Smooth manifold and singular point I came across a statement that looks like this: 
Let $f(x): x\in U\subseteq\mathbb{R}^d\rightarrow\mathbb{R}$ be an analytic function. Then, $\left\{x\in U:f(x)=y\right\}$ is a smooth manifold if $\nabla f(x)\neq0$ for all $x$ such that $f(x)=y$.
Why is this the case? Why can't smooth manifolds include points that is $\nabla f(x)=0$?
 A: This an example of the Implicit Function Theorem.

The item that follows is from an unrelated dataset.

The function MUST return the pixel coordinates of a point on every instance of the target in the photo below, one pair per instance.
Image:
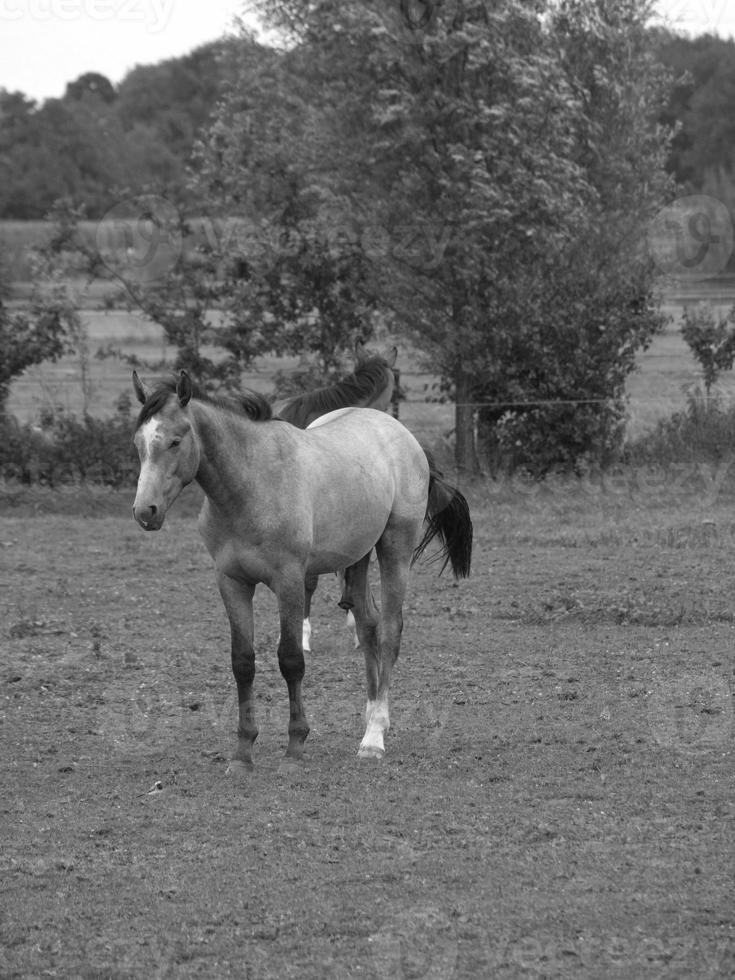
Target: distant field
(657, 389)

Let $M = \left\{x\in U \mid f(x) = y\right\}$, and let $a \in U$.  Since $\nabla f(a) \neq 0$, one of the partial derivatives $\frac{\partial f}{\partial x_i}(a) \neq 0$.  Let's assume it's $\frac{\partial f}{\partial x_d}(a)$.  The Implicit Function Theorem says that there exists an open set $V$ in $\mathbb{R}^{d-1}$, containing the point $(a_1,\dots,a_{d-1})$, and a function $g \colon V \to \mathbb{R}$, such that $g(a_1,\dots,a_{d-1}) = a_d$, and 
$$
    f(x_1,x_2,\dots,x_{d-1},g(x_1,x_2,\dots,x_{d-1})) = y
$$
That is, every point of $M$ has a neighborhood where one of the coordinates can be written as a function of the others.  If $f$ is $C^k$, then $g$ is $C^k$ too.  The derivatives of $g$ can be computed in terms of the derivatives of $f$.

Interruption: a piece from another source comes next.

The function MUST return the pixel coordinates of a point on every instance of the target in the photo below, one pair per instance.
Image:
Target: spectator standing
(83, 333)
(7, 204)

As an example, let $f(x_1,x_2) = x_1^2 + x_2^2$, $y=1$, and $a = (0,1)$.  Near $a$, we can write $x_2 = \sqrt{1-x_1^2}$, and the function $g(x) = \sqrt{1-x^2}$ is smooth in a neighborhood of $0$.  This tells us that the single coordinate $x_1$ can describe a point on the circle in a neighborhood of $(1,0)$.  This won't work near $(1,0)$, though, and notice $\frac{\partial f}{\partial x_2}(1,0) = 0$.  So we use the other coordinate $x_1$, and write it in terms of $x_2$.

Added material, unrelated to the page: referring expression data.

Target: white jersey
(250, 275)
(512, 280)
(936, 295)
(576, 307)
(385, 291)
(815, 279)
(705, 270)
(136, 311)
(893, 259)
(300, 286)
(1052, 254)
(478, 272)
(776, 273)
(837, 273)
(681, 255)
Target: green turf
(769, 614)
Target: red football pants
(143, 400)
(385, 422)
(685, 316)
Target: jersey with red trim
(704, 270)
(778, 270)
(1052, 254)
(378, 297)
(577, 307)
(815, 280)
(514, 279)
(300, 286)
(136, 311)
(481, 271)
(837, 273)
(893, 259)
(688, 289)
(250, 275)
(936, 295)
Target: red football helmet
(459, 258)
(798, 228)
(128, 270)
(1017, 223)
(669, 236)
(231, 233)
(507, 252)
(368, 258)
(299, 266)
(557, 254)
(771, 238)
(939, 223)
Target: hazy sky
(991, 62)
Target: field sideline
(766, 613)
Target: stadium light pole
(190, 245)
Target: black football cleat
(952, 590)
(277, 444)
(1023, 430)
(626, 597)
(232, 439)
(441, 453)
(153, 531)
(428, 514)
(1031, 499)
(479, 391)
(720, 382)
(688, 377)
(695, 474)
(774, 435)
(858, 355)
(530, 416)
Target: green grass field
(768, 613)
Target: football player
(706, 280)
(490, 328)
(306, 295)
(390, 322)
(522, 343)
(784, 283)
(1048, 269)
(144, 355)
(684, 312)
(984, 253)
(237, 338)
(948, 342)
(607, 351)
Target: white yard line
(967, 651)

As a nonexample, consider $f(x_1,x_2) = (x_1^2 + x_2^2)^2 - (x_1^2-x_2^2)$.  The level set $f^{-1}(0)$ is called a lemniscate, and looks like this:

You can see that except for the origin, the curve is nice and smooth.  But at the origin, the curve intersects itself transversely.  In terms of $\nabla f$, we have,
\begin{align*}
    \frac{\partial f}{\partial x_1} &= 2(x_1^2 + x_2^2)(2x_1) - 2x_1 
        = 2x_1(2(x_1^2 + x_2^2)-1) 
\\
    \frac{\partial f}{\partial x_2} &= 2(x_1^2 + x_2^2)(2x_2) + 2x_2 
        = 2x_2(2(x_1^2 + x_2^2)+1) 
\\
\end{align*}
So $\nabla f(x_1,x_2) = 0 \iff (x_1,x_2) = (0,0)$.
The basic idea of a manifold is a topological space where every point has a neighborhood that “looks like” a subset of $\mathbb{R}^n$.  In this setting, a given a point $a \in M$, there is a subset $V$ of $\mathbb{R}^{d-1}$ and a map $\phi \colon V \to M$, given by
$$
    \phi(x_1,\dots,x_{d-1}) = (x_1,\dots,x_{d-1},g(x_1,\dots,x_{d-1})
$$
Let $V' = \phi(V)$; then $a \in V' \subset M$.  Then $V'$ looks like $V$, in the sense that we can use coordinates on $V$ to describe points of $M$.  That is why $M$ is a smooth manifold.  
To learn more about manifolds and how they are defined and analyzed, look for books on “Differential Geometry” or “Differential Topology”.  Boothby is the one that I learned from, but volumes by do Carmo or Guillemin and Pollack are also good.